Aramburu tenía 42 años y tres hijos cuando fue asesinado. Se formó en el Club Atlético San Isidro, disputó 22 partidos con Los Pumas y formó parte del plantel que consiguió el tercer puesto en el Mundial de Francia 2007. Su muerte provocó una fuerte conmoción en el rugby argentino y francés.

Sus padres y su viuda, María, viajaron a la capital francesa para estar presentes en las audiencias y durante el proceso. El dato expuso la dimensión familiar de un expediente que también movilizó a la comunidad deportiva: Los Pumas y distintos clubes de la URBA realizaron homenajes con la consigna “Justicia por Fede”, en respaldo a la familia y en reclamo de una resolución judicial.

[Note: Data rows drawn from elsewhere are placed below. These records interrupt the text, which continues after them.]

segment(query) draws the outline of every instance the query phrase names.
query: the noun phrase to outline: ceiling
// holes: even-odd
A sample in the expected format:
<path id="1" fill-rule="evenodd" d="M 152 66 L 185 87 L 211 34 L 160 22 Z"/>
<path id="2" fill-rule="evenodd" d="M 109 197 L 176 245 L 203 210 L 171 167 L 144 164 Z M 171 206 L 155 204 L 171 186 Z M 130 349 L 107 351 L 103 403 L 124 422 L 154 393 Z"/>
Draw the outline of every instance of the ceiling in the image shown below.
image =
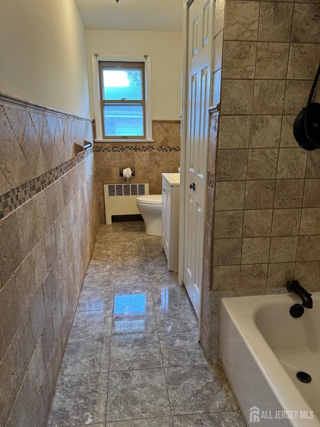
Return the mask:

Un juicio que busca ordenar el crimen

El proceso se extenderá durante septiembre y está previsto que finalice el 25 de ese mes. La Fiscalía sostuvo que Le Priol fue el autor de los disparos mortales y que el ataque fue premeditado, mientras Bouvier quedó acusado por tentativa de asesinato. Esas imputaciones, junto con las acusaciones contra las otras dos personas, deberán ser evaluadas por la Justicia francesa.

La familia de Aramburu llegó a París para escuchar las respuestas que el expediente todavía debe dar. El juicio no devolverá al ex Puma, pero sí deberá establecer con precisión cómo se produjo el crimen y qué responsabilidad tuvo cada acusado. Para un caso marcado por la violencia armada y los vínculos con la ultraderecha, la sentencia tendrá que ponerle nombre y consecuencias a cada papel en aquella madrugada.

Puntos clave

  • El juicio comenzó en París por el asesinato de Federico Martín Aramburu, ocurrido el 19 de marzo de 2022.
  • Loïk Le Priol quedó señalado por la Fiscalía como autor de los disparos mortales y acusado de asesinato.
  • Romain Bouvier fue imputado por tentativa de asesinato.
  • Los dos principales acusados tenían vínculos con organizaciones de ultraderecha y podrían recibir prisión perpetua.
  • El proceso se extenderá durante septiembre y está previsto que finalice el 25 de ese mes.